Mentioning warez sites isn't.
That should include posts containing "that iso site" "that chaos site" etc!

Rules state that members can't mention them.


			
				Rules said:
			
		

> Members may also *NOT* mention torrent or warez-containing sites or channels by name or otherwise.


----------



## kbf (Jun 28, 2017)

V0ltr0n said:


> You can talk about roms etc, just not ask for links. Also cannot provide or ask for links to sites that host warez. The rule is only in place so that gbatemp can avoid a takedown




but what about stuff like wii USB helper and CIAangle/freeshop? aren't those things allowed to be talked about on here?


----------



## Oleboy555 (Jun 28, 2017)

raulpica said:


> Yeah, mentioning them is okay. There are plenty of legal ways of dumping your own games for emulation/backup purposes and that's what we assume most users are doing.
> 
> Obviously writing something like "lol I got dis pokaymanz r0m from a website" CLEARLY tells us that user X has pirated a game and as such his/hers post will be removed and the user warned/banned accordingly.


whta about the pirating game on the edge of the forum?


----------



## Zero72463 (Jun 28, 2017)

raulpica said:


> Yeah, mentioning them is okay. There are plenty of legal ways of dumping your own games for emulation/backup purposes and that's what we assume most users are doing.
> 
> Obviously writing something like "lol I got dis pokaymanz r0m from a website" CLEARLY tells us that user X has pirated a game and as such his/hers post will be removed and the user warned/banned accordingly.
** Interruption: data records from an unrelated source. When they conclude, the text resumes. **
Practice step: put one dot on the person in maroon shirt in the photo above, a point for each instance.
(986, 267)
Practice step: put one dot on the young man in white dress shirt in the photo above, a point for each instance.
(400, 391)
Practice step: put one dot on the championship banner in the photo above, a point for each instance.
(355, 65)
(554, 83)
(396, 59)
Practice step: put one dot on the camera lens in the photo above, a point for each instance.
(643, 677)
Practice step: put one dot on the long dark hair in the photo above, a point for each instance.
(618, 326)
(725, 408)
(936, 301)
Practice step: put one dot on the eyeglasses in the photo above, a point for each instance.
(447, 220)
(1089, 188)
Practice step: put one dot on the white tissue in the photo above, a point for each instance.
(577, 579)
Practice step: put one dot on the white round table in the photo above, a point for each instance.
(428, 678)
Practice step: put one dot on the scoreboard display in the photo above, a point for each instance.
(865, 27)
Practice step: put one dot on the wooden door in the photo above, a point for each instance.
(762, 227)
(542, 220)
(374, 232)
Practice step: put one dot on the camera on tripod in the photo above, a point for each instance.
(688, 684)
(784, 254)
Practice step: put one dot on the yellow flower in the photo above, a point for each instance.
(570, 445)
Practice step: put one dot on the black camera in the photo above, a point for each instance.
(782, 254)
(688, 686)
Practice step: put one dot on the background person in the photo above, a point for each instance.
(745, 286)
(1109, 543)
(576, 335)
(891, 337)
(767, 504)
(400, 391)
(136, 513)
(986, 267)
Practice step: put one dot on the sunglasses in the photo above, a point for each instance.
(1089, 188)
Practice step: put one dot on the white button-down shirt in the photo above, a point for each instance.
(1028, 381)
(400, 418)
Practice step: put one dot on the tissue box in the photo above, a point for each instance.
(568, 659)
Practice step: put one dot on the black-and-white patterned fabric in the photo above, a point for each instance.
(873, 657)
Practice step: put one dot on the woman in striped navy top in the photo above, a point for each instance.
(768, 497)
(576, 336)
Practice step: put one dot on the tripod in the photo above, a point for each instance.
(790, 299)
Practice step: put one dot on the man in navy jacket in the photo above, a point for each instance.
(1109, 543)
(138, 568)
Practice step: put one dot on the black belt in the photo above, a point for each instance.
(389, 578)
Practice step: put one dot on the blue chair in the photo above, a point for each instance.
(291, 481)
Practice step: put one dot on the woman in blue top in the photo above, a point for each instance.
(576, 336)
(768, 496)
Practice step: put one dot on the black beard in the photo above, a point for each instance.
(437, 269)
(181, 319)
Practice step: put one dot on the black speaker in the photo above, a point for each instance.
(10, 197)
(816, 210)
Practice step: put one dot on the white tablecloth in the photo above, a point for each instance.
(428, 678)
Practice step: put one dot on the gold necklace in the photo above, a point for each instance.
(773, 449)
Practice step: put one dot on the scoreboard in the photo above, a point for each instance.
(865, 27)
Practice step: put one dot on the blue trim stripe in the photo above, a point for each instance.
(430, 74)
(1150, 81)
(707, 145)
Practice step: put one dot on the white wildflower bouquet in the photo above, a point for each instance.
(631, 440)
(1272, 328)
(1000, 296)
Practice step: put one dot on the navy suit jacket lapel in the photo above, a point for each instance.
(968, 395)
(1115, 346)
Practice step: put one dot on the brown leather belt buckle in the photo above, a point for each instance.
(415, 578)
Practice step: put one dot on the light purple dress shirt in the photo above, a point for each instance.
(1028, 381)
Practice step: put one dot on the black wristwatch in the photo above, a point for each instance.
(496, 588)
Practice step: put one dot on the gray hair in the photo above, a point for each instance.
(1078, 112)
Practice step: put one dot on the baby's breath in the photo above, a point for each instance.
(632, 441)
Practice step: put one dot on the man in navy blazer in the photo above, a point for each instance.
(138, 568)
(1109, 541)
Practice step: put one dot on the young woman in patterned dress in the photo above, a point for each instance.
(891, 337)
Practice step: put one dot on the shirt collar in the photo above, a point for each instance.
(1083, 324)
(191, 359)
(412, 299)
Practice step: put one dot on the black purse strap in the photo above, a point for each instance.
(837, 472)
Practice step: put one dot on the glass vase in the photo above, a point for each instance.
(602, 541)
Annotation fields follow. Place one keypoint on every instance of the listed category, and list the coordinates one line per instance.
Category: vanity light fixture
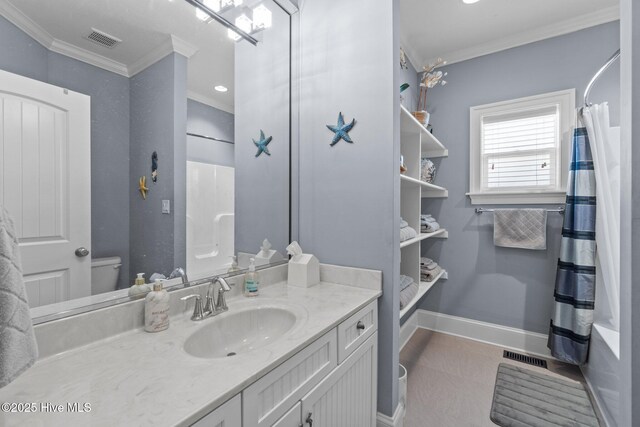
(208, 7)
(262, 18)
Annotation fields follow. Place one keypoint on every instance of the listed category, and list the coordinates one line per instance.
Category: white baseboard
(490, 333)
(407, 329)
(386, 421)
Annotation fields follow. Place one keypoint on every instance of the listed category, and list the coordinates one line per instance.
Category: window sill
(515, 198)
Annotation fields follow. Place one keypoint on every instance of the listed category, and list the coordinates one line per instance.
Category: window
(520, 149)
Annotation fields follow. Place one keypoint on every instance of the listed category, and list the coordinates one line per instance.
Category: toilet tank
(104, 274)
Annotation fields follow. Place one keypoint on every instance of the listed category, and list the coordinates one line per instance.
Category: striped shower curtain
(570, 330)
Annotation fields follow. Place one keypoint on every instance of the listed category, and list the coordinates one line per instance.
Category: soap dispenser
(156, 309)
(234, 265)
(251, 280)
(139, 288)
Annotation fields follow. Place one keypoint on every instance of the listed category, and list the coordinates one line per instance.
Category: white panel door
(347, 397)
(45, 184)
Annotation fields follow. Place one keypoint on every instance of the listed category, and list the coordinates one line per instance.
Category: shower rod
(197, 135)
(597, 75)
(559, 209)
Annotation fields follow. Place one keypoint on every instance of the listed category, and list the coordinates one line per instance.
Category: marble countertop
(144, 379)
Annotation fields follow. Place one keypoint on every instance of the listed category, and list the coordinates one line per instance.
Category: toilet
(104, 274)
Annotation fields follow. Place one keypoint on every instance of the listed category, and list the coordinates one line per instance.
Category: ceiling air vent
(103, 39)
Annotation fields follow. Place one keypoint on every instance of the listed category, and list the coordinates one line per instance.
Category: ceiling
(457, 31)
(149, 30)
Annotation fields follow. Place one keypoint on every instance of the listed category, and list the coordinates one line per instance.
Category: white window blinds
(519, 149)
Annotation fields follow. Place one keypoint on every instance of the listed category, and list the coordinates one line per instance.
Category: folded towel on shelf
(430, 227)
(408, 295)
(19, 349)
(430, 275)
(428, 223)
(428, 267)
(520, 228)
(407, 233)
(405, 282)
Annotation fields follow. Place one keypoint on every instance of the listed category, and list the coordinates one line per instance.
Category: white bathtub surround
(118, 374)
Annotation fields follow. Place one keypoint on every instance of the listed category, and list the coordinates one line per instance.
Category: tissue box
(271, 257)
(304, 271)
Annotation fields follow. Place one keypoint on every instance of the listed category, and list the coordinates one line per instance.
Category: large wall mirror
(142, 137)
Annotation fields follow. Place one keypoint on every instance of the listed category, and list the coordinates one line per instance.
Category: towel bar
(560, 210)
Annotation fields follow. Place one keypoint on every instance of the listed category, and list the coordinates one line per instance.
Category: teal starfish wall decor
(341, 130)
(262, 144)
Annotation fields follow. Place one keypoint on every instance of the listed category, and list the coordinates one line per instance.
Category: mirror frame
(291, 8)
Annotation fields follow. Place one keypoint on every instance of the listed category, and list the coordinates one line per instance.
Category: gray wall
(109, 94)
(630, 218)
(508, 287)
(411, 76)
(205, 120)
(349, 193)
(158, 123)
(262, 102)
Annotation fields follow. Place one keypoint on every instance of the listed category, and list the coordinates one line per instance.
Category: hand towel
(405, 282)
(407, 233)
(520, 228)
(408, 294)
(18, 348)
(430, 275)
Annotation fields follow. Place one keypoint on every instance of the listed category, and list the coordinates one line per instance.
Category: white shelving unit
(416, 142)
(423, 288)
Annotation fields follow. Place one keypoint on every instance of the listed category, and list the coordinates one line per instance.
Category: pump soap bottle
(156, 309)
(139, 288)
(251, 280)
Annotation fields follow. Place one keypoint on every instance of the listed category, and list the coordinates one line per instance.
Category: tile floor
(451, 379)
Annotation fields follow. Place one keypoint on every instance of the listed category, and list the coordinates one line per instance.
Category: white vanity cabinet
(330, 383)
(347, 397)
(229, 414)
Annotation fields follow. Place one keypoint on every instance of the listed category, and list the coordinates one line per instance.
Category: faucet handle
(221, 304)
(209, 305)
(198, 313)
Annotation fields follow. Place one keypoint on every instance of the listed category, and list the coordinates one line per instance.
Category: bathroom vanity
(319, 370)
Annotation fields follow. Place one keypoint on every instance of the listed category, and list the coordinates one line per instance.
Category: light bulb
(262, 17)
(201, 14)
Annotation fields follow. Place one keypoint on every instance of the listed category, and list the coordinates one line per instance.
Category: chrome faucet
(179, 272)
(221, 303)
(211, 307)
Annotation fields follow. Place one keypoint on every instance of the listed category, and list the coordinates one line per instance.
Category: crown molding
(567, 26)
(203, 99)
(88, 57)
(170, 45)
(35, 31)
(26, 24)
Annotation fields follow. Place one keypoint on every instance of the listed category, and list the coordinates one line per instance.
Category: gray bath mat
(524, 398)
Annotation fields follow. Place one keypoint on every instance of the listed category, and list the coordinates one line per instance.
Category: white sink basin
(233, 333)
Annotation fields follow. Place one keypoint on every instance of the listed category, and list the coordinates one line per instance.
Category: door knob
(82, 252)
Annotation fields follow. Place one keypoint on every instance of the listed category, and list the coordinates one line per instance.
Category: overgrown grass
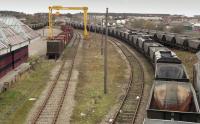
(90, 97)
(15, 103)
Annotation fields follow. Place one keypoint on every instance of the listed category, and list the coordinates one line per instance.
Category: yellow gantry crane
(57, 8)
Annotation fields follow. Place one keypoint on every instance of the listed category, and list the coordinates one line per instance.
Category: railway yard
(79, 69)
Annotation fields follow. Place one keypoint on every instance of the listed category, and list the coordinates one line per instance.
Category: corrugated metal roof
(20, 28)
(8, 36)
(14, 34)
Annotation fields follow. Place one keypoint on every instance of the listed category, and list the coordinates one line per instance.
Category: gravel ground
(43, 94)
(69, 102)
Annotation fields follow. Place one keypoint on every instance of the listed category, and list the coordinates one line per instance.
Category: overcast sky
(185, 7)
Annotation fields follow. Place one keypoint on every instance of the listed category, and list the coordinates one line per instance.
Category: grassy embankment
(15, 103)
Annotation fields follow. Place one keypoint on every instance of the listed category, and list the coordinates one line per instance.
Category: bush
(177, 29)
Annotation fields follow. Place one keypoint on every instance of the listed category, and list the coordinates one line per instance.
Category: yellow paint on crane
(85, 13)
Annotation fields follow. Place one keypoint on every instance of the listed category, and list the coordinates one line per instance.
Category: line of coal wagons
(172, 97)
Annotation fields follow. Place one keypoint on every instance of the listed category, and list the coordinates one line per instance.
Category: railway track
(128, 110)
(49, 111)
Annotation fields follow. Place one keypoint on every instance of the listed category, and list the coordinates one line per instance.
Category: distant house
(196, 27)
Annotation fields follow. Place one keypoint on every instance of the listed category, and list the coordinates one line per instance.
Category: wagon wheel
(173, 42)
(185, 44)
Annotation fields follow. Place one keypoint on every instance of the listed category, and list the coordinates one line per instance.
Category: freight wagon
(180, 107)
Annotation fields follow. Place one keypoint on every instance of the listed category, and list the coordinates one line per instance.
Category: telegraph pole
(105, 55)
(102, 37)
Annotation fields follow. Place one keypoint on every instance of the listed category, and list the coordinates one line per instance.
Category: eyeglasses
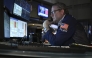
(52, 12)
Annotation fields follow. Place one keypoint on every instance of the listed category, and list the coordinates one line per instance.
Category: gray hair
(61, 6)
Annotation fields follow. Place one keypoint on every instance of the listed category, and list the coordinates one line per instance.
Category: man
(69, 30)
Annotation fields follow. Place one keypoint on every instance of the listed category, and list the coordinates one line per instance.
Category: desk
(19, 53)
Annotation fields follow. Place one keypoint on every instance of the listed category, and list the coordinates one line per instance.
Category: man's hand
(46, 24)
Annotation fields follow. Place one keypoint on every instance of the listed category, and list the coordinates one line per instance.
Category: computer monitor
(18, 28)
(9, 5)
(42, 11)
(17, 10)
(22, 9)
(6, 25)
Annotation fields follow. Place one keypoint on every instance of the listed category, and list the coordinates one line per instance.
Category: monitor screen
(9, 4)
(22, 9)
(17, 10)
(6, 25)
(42, 11)
(18, 28)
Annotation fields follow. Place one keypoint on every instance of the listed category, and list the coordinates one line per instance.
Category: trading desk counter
(44, 51)
(20, 53)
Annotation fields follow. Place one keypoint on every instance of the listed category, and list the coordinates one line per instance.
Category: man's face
(56, 13)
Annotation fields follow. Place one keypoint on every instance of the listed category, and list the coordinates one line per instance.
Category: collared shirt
(59, 23)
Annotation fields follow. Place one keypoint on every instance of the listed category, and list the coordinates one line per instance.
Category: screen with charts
(42, 11)
(17, 10)
(6, 25)
(18, 28)
(22, 8)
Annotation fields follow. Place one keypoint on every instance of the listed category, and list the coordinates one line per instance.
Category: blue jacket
(62, 38)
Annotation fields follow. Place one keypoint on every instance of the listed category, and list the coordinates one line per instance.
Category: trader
(69, 30)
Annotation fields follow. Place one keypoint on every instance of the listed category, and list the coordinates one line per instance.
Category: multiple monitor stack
(15, 19)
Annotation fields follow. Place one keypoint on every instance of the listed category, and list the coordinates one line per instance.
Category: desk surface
(44, 54)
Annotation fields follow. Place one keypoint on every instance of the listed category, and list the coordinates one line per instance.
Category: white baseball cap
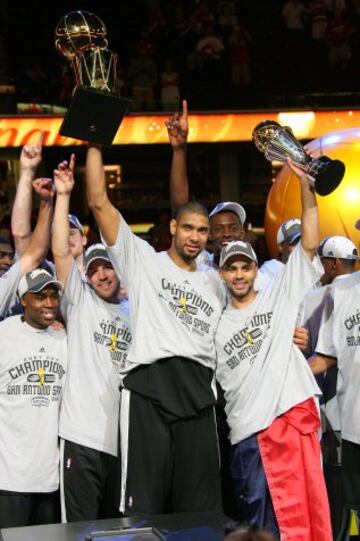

A lot of people here say they pirate, but they don't get banned. Or is it just for mentioning the site?


----------



## kbf (Jun 28, 2017)

Zero72463 said:


> A lot of people here say they pirate, but they don't get banned. Or is it just for mentioning the site?



I don't think you could really go after anyone for saying that because the company would have to prove that you have stolen their intellectual property and I just don't see most companies going after a single forum user for admitting to piracy.

Iv'e had Nintendo suspect I had homebrew on my wii or I might have slipped it by accident i'm not sure(it was for a repair) and all they said is that they couldn't help me if it was modded.


----------



## Tom Bombadildo (Jun 28, 2017)

Zero72463 said:


> A lot of people here say they pirate, but they don't get banned. Or is it just for mentioning the site?


Specifically going around telling everyone "I pirated this game from XYZ website LOLOLOLOL" is warn/banworthy, just saying "yeah sometimes I pirate stuff", not so much (unless it's irrelevant to the discussion, of course).



kbf said:


> but what about stuff like wii USB helper and CIAangle/freeshop? aren't those things allowed to be talked about on here?


Those things still require "legitimate" things, like Titlekeys that people _should_ dump themselves from games they own. We don't allow users to post title keys or anything here, as that would be against the rules.


----------



## kbf (Jun 28, 2017)

Tom Bombadildo said:


> Specifically going around telling everyone "I pirated this game from XYZ website LOLOLOLOL" is warn/banworthy, just saying "yeah sometimes I pirate stuff", not so much (unless it's irrelevant to the discussion, of course).
> 
> 
> Those things still require "legitimate" things, like Titlekeys that people _should_ dump themselves from games they own. We don't allow users to post title keys or anything here, as that would be against the rules.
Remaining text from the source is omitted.